The public interest in the UK would be served far better if people were actually healthy, so we see a relatively small quango style operation shyly asking us to maybe, sometime manage five portions of fruit and vegetables a day. However, the large number of medical staff would prefer to see money endlessly pumped into the NHS, so even the five a day message is pretty quiet. I had quite an argument with a senior pathologist several years ago. He wanted more money for doctors. My response was that what we really needed was better health.
So, from a British perspective, we are copying a corrupt and mad system for the benefit of some food companies and a few thousand doctors, at the expense of public health. Nobody gives a shit about this. Nobody cares about nutritional research, nobody cares about the numbers of people becoming ill. All they care about is more money to pay more staff ad infinitum.

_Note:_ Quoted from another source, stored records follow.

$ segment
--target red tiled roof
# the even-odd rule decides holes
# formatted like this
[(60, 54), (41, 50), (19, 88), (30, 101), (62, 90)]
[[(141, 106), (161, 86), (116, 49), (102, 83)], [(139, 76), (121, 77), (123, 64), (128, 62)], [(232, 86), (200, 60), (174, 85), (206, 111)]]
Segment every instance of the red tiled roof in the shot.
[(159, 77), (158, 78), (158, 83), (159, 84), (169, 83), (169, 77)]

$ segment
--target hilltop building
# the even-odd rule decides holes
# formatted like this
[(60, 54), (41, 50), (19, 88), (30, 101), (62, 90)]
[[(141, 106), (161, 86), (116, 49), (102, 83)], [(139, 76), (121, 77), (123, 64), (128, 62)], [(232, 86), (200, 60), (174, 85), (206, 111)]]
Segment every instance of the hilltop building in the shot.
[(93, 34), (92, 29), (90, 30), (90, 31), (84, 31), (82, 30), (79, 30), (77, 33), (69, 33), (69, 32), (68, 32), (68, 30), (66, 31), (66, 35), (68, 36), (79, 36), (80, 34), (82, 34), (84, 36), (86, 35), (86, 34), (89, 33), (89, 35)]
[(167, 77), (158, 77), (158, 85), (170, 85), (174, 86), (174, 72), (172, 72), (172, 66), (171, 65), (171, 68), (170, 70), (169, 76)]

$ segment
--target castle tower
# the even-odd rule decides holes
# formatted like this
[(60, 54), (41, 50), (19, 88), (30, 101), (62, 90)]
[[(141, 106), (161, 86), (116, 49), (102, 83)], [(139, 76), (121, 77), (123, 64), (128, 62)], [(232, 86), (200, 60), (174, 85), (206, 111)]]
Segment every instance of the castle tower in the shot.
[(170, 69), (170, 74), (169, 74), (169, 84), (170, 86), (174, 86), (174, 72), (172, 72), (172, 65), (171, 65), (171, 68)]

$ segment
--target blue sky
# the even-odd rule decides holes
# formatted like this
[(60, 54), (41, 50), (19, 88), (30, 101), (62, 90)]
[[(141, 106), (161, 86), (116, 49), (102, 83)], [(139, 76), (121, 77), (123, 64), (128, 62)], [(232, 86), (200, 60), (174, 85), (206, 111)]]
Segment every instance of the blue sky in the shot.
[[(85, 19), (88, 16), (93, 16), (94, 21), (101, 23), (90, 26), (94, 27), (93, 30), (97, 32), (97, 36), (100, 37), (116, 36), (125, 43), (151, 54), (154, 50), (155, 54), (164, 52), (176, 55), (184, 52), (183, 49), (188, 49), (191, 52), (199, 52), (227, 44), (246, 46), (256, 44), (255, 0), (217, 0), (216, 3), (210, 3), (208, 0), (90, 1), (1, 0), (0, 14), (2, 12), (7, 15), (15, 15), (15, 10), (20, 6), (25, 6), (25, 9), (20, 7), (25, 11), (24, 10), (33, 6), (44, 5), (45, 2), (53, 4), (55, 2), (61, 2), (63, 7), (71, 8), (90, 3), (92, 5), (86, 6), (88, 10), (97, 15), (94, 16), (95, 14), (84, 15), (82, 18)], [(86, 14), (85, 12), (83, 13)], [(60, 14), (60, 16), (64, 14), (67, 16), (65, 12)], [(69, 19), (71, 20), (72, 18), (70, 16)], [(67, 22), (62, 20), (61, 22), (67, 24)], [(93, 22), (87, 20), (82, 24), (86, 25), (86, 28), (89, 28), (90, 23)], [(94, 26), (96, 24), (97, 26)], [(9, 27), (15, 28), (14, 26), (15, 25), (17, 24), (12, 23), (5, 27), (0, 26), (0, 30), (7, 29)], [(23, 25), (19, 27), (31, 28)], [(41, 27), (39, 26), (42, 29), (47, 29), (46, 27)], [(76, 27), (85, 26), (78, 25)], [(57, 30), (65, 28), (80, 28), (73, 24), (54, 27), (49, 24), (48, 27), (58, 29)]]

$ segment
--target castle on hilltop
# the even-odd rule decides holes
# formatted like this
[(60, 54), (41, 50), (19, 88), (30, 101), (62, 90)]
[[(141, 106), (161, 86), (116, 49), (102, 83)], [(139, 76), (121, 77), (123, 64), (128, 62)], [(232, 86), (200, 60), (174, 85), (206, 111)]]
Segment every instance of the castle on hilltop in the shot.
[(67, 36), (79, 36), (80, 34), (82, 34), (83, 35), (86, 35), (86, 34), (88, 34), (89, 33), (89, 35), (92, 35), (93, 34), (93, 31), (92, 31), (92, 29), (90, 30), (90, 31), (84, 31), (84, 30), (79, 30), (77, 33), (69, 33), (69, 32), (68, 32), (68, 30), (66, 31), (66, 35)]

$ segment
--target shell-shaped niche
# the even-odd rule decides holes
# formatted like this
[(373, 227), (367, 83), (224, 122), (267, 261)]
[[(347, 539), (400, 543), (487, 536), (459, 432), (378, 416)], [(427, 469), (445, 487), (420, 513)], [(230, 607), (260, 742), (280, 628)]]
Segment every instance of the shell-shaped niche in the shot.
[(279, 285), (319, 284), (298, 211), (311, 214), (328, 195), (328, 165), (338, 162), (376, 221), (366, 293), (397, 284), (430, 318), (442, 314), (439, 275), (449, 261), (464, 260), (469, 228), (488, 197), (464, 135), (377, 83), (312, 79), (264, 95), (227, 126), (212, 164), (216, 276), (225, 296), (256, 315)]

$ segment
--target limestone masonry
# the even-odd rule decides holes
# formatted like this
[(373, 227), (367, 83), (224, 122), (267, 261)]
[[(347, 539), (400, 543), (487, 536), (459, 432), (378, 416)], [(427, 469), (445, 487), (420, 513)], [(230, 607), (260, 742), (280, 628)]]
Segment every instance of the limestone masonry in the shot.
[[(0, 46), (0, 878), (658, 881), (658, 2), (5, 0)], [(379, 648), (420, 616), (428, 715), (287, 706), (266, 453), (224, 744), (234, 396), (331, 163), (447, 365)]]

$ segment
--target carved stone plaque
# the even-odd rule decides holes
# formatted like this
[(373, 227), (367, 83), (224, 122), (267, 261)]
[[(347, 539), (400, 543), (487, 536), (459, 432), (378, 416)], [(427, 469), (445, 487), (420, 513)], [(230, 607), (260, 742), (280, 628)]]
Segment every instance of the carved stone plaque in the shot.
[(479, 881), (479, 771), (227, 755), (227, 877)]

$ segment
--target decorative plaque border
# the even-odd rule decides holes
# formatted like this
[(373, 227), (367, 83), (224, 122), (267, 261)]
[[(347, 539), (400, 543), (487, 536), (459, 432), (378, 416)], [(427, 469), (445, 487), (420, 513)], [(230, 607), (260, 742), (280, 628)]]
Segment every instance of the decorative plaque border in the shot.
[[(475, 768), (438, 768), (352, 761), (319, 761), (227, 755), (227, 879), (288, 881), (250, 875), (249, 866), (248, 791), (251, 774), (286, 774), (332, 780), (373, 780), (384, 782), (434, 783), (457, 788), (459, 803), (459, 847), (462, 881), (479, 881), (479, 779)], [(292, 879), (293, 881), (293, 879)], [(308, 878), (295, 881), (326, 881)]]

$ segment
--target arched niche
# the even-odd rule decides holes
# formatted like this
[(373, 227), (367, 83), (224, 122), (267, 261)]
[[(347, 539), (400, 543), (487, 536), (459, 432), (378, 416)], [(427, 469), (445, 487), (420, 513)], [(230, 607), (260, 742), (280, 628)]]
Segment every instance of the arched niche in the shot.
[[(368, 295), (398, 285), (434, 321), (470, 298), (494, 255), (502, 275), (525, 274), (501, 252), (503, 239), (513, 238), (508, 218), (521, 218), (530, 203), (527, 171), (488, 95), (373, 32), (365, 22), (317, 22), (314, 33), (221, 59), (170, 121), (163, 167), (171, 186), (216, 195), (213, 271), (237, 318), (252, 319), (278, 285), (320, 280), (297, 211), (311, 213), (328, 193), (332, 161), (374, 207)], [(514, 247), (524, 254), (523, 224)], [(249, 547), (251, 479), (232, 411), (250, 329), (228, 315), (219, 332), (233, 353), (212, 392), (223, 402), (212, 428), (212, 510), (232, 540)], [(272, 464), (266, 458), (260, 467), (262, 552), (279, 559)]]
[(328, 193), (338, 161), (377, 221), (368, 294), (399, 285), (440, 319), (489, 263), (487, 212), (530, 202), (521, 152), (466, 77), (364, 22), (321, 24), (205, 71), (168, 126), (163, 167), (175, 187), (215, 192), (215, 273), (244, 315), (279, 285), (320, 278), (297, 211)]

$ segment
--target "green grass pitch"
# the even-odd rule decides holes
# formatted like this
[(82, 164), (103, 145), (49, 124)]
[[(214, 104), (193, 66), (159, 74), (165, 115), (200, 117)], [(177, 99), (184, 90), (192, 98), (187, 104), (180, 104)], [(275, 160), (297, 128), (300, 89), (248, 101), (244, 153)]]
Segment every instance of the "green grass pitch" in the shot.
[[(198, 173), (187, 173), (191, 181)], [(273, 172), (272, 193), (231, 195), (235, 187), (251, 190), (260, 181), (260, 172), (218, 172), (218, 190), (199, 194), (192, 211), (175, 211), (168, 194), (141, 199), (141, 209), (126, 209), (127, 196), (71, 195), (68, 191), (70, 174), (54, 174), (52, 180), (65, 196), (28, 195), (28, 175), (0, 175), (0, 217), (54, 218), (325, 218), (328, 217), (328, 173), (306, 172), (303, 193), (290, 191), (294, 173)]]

So, stemming from this, we have this idea that science is good, nature is bad. If a man in a white coat said it was so, therefore it must be so. I have news for you, that man in a white suit was paid by a drug company to say so, just like the people telling you what to eat are paid by the food industry. An eminent professor of nutrition from an American university was once asked what we should really be eating. She readily admitted that she did not have a clue.
The WHO recommends 9-15 portions of fruit and vegetables every day, not five. Statistics suggest that the benefits tail off after 7, but you can see from this that reading the newspaper does not cut it when it comes to staying healthy. You really have to put the work in yourself. Trusting in your government’s idea of what is good is not likely to provide you with a winning formula.

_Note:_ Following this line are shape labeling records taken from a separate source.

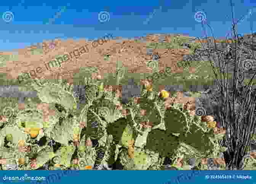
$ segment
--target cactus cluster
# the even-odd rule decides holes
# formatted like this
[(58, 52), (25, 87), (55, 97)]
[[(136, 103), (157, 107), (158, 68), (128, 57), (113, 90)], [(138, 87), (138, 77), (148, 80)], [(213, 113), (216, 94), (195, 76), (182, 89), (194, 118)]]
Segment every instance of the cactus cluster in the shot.
[[(117, 67), (119, 85), (125, 70), (121, 63)], [(219, 157), (226, 150), (218, 141), (224, 134), (214, 133), (216, 123), (191, 116), (181, 104), (166, 107), (166, 99), (172, 95), (158, 93), (149, 83), (136, 89), (139, 98), (131, 95), (122, 103), (101, 79), (86, 76), (83, 90), (76, 91), (61, 79), (38, 80), (26, 86), (37, 96), (26, 100), (24, 109), (11, 100), (11, 111), (0, 107), (6, 117), (0, 124), (2, 169), (112, 170), (121, 165), (124, 170), (159, 170), (165, 169), (166, 158), (178, 169), (204, 169), (202, 159)], [(133, 89), (126, 89), (132, 93)], [(38, 108), (38, 103), (53, 113)]]

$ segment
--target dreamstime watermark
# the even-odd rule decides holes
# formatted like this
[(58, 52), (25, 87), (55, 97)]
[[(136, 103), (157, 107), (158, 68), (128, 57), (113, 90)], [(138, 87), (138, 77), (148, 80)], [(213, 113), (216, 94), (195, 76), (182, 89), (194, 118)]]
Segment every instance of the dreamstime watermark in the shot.
[[(49, 183), (53, 183), (57, 182), (57, 181), (58, 182), (59, 181), (58, 181), (61, 179), (61, 177), (67, 175), (75, 173), (79, 174), (79, 170), (59, 170), (59, 172), (50, 174), (46, 177), (45, 180), (42, 181), (40, 183), (42, 184), (43, 183), (48, 184)], [(37, 182), (37, 183), (38, 183), (38, 182)]]
[(195, 14), (195, 20), (198, 22), (205, 21), (206, 20), (206, 15), (203, 11), (198, 11)]
[(11, 11), (6, 11), (3, 14), (2, 17), (6, 22), (10, 22), (14, 18), (14, 15)]
[[(187, 173), (186, 174), (186, 173), (185, 173), (181, 174), (177, 177), (177, 178), (176, 179), (167, 181), (167, 182), (165, 182), (163, 184), (172, 184), (174, 183), (174, 182), (178, 184), (184, 182), (185, 180), (190, 180), (192, 178), (198, 176), (201, 172), (202, 171), (200, 170), (193, 170), (191, 173)], [(190, 173), (190, 172), (189, 172), (189, 173)]]
[[(25, 174), (24, 176), (6, 176), (6, 175), (5, 174), (4, 176), (3, 177), (3, 180), (5, 181), (45, 181), (46, 178), (43, 176), (28, 176), (27, 174)], [(41, 182), (40, 181), (40, 182)]]
[(256, 68), (256, 60), (252, 59), (246, 59), (242, 62), (242, 67), (245, 70)]
[(9, 118), (14, 113), (14, 110), (10, 107), (5, 106), (2, 111), (3, 114), (8, 118)]
[(98, 19), (101, 22), (109, 21), (110, 14), (107, 11), (101, 11), (98, 15)]
[[(108, 35), (104, 36), (104, 39), (99, 39), (96, 40), (94, 40), (91, 43), (92, 46), (94, 48), (97, 47), (99, 44), (102, 45), (104, 43), (106, 43), (108, 40), (110, 40), (110, 38), (111, 36), (113, 39), (113, 36), (112, 34), (109, 34)], [(100, 40), (101, 41), (101, 43)], [(44, 63), (47, 70), (52, 71), (50, 70), (50, 69), (52, 67), (61, 67), (61, 63), (65, 63), (69, 60), (70, 59), (73, 59), (75, 57), (77, 59), (80, 57), (80, 56), (85, 53), (89, 52), (89, 48), (87, 47), (88, 44), (80, 47), (79, 49), (76, 49), (74, 50), (73, 51), (69, 52), (69, 54), (64, 54), (61, 56), (58, 57), (56, 57), (55, 59), (49, 61), (47, 65)], [(73, 55), (72, 54), (73, 53)], [(36, 68), (34, 68), (32, 70), (30, 70), (29, 73), (27, 72), (24, 72), (21, 75), (19, 75), (18, 76), (18, 79), (19, 83), (21, 83), (22, 81), (23, 81), (24, 79), (28, 79), (31, 78), (31, 76), (33, 77), (37, 77), (37, 73), (41, 73), (42, 72), (42, 68), (40, 67), (37, 67)], [(27, 78), (26, 79), (24, 78), (24, 76), (23, 75), (26, 75)]]

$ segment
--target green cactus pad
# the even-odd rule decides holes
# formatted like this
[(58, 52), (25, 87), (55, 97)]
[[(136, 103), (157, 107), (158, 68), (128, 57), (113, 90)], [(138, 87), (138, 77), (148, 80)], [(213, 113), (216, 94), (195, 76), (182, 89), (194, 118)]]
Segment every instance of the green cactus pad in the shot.
[(182, 133), (187, 121), (184, 113), (180, 110), (171, 107), (165, 113), (165, 122), (168, 133)]
[(178, 146), (178, 138), (166, 131), (155, 129), (148, 134), (146, 149), (167, 156), (171, 155)]
[(133, 129), (131, 126), (129, 124), (127, 125), (123, 132), (121, 138), (122, 146), (128, 148), (129, 141), (133, 139)]
[(113, 136), (113, 140), (116, 143), (120, 143), (123, 132), (128, 123), (125, 118), (121, 118), (110, 124), (107, 128), (107, 133)]
[(194, 124), (190, 124), (190, 132), (187, 135), (183, 132), (179, 135), (181, 141), (192, 146), (199, 151), (203, 152), (213, 148), (213, 145), (210, 144), (209, 134), (205, 133)]

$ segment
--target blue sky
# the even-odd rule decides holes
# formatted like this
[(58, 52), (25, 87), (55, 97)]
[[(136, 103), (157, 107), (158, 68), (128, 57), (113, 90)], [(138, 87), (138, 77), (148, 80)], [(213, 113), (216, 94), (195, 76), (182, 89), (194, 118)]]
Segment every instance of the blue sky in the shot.
[[(109, 33), (123, 38), (161, 33), (202, 37), (201, 23), (195, 18), (199, 11), (205, 15), (214, 36), (225, 37), (231, 28), (229, 0), (40, 1), (2, 1), (0, 51), (11, 51), (45, 40), (94, 39)], [(235, 19), (247, 15), (238, 26), (238, 33), (250, 33), (251, 28), (256, 32), (256, 25), (253, 24), (256, 20), (256, 0), (233, 0), (233, 3)], [(5, 21), (3, 18), (6, 11), (13, 14), (10, 22), (11, 17), (5, 17)], [(109, 13), (107, 21), (104, 22), (103, 16), (99, 21), (99, 14), (102, 11)], [(58, 17), (46, 24), (59, 12)], [(206, 31), (211, 36), (209, 28)]]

In terms of the harshness of the American healthcare system, Americans are fucked over in numerous ways, especially if shock, horror anything bad happens to them. These people who scream about personal responsibility and not paying for other people’s healthcare clearly have no social conscience, and they will defend this to the death if you bother to engage them in conversation. God forbid they should have a child with an expensive health issue. God forbid they should realise that other people deserve to live, even if they disagree with them. I am sure it makes perfect sense for a militarist country, but in terms of common decency it represents a very peculiar degree of poverty of spirit.
In the UK, meanwhile, we are looking at greed and stupidity. Nobody genuinely cares about your health when they are handing out this incorrect advice that they have accepted from the USA. As a peachy example of this, John Yudkin’s Pure, white and deadly, a book which identified sugar as being a source of heart disease, was ignored in favour of Ancell Key’s study showing that saturated fat was the culprit. The noisy Yank must be correct, we were told, because we were processing about half of the world’s sugar at the time to flatten the prices and benefit our colonies.
So, now that you know this, please accept two things:
You are not important to capitalism. You are a unit, and you are entirely expendable as long as someone else is in work and someone else is taking the money.
You are being lied to. Every day, to maintain a system that will fail you throughout your life.